Image Source: Bloomberg
The largest music streaming service in the world, YouTube, revealed that it had paid the music business more than $6 billion in royalties over the course of the previous year, or around $2 billion more than it had previously claimed. Like previous year, Lyor Cohen, the platform’s head of music, makes the announcement in the form of a blog post.
Despite these significant numbers, trade associations for the music business and others have criticized YouTube’s royalties program throughout the years due to its lack of transparency and, in their opinion, inadequate payouts. Recently, a piece in Billboard made a number of specific assertions that YouTube’s rights-management system is “full of flaws” and “ripe for misuse,” which were backed up by claims from a number of unnamed individuals.
There can be no disputing its effect and success, though. According to Cohen’s blog post, only YouTube can provide fans with the whole music discovery, consumption, and participation experience in one location.

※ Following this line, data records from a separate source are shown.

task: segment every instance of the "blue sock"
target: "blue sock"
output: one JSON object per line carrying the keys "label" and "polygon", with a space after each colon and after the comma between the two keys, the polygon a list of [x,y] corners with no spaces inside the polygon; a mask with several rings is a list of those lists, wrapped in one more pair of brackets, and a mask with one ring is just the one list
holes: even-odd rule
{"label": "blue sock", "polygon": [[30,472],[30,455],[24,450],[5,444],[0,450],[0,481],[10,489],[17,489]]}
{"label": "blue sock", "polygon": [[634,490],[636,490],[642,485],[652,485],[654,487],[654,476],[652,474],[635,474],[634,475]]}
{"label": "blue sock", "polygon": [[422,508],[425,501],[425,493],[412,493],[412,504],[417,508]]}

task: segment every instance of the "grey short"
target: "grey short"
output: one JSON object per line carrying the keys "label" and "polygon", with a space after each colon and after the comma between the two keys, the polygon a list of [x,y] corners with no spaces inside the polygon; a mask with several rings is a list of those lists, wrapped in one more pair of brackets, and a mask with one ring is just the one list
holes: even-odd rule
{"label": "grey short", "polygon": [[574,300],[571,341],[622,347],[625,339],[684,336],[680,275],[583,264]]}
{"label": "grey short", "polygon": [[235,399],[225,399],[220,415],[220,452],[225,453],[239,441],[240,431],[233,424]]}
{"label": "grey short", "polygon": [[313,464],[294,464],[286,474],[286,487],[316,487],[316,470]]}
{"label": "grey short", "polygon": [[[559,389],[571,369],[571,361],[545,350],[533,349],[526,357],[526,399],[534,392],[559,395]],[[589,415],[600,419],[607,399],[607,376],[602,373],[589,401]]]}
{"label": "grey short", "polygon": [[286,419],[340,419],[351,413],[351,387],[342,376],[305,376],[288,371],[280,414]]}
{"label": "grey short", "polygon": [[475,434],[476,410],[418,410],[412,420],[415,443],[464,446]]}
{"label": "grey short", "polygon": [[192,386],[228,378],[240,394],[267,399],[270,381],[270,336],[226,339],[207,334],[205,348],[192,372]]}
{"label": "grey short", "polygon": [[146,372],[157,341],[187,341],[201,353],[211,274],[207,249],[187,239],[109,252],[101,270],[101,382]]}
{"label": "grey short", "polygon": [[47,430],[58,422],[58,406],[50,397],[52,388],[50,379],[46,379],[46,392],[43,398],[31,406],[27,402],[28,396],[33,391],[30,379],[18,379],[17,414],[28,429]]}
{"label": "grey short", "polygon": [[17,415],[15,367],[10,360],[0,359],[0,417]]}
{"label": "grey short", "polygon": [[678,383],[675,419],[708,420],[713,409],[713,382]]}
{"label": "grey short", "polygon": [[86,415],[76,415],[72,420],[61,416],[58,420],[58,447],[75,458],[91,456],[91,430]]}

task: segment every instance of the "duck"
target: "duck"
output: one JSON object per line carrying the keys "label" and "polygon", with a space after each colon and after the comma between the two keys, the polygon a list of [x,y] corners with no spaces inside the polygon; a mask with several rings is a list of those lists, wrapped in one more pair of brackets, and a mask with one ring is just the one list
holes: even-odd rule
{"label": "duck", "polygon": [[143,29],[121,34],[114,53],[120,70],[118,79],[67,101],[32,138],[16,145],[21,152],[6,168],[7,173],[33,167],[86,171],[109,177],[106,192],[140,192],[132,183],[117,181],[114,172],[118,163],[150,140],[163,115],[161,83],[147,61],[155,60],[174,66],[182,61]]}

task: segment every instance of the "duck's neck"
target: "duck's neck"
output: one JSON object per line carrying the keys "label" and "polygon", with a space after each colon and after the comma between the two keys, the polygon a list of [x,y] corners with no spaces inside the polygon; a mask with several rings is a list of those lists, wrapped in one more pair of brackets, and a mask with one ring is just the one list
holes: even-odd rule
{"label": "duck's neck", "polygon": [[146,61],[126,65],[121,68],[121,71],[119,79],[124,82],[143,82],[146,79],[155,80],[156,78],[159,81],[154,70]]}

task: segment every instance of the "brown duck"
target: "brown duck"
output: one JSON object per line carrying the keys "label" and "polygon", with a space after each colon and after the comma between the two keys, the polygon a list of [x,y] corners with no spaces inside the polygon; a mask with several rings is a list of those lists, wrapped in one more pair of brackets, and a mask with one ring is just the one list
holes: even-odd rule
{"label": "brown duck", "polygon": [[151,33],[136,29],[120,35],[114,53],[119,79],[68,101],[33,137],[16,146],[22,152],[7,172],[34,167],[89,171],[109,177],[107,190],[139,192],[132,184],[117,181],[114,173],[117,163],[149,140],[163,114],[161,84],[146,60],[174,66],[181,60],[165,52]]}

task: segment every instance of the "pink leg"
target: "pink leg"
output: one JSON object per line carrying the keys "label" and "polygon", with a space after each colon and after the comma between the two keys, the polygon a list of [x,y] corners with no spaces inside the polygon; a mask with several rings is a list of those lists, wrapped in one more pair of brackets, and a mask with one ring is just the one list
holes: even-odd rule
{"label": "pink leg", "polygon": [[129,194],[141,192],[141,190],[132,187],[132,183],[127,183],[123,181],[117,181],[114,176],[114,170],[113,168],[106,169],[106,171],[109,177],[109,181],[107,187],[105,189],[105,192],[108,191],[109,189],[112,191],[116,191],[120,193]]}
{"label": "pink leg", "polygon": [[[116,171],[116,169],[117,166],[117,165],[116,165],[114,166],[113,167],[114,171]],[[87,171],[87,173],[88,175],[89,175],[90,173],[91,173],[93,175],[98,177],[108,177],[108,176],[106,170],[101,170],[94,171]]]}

He cited BlackPink’s most recent single, “Pink Venom,” as an example.
By 2025, YouTube claims it will surpass Spotify as the largest partner in the music rights market, despite the fact that it currently seems as though the two companies are barely keeping up.
YouTube paid music rights holders more than USD $6 billion in the 12 months following the end of June 2022, according to an announcement by Lyor Cohen, the company’s global head of music, today (September 13).
This amount is noteworthy for a variety of reasons, not the least of which is the fact that it represents a $2 billion increase over the $4 billion YouTube claimed to have contributed to music rightsholders in the same period last year (the 12 months to the end of June 2021).
Additionally, it is twice as much as the $3 billion that YouTube claimed to have paid out to the music industry in 2019.
However, when you contrast YouTube’s figures with what is known about Spotify’s corresponding payouts, things start to get pretty interesting.
Earlier this year, Spotify confirmed on its Loud and Clear website that, up from $5 billion in 2020, it paid out more than $7 billion to music rightsholders in 2021.
Consequently, Spotify’s yearly payments to the music business increased by almost $2 billion annually, similar to YouTube’s growth (although Spotify’s growth was for the calendar year, whereas YouTube’s growth was for the 12 months to the end of June 2022).
How can YouTube maintain the rate of its own expansion?
One of Lyor Cohen’s favorite phrases is the “dual engine” by which YouTube produces revenue for music rightsholders, i.e., YouTube’s advertising business and YouTube Music / YouTube Premium subscriptions.
Cohen also stated today that UGC made for about 30% of the USD $6 billion+ that YouTube gave to music rights holders in the year to the end of June (user-generated content).
Or, to put it more simply: YouTube currently pays music rightsholders close to $2 billion annually in ad revenue derived from user-generated content (UGC).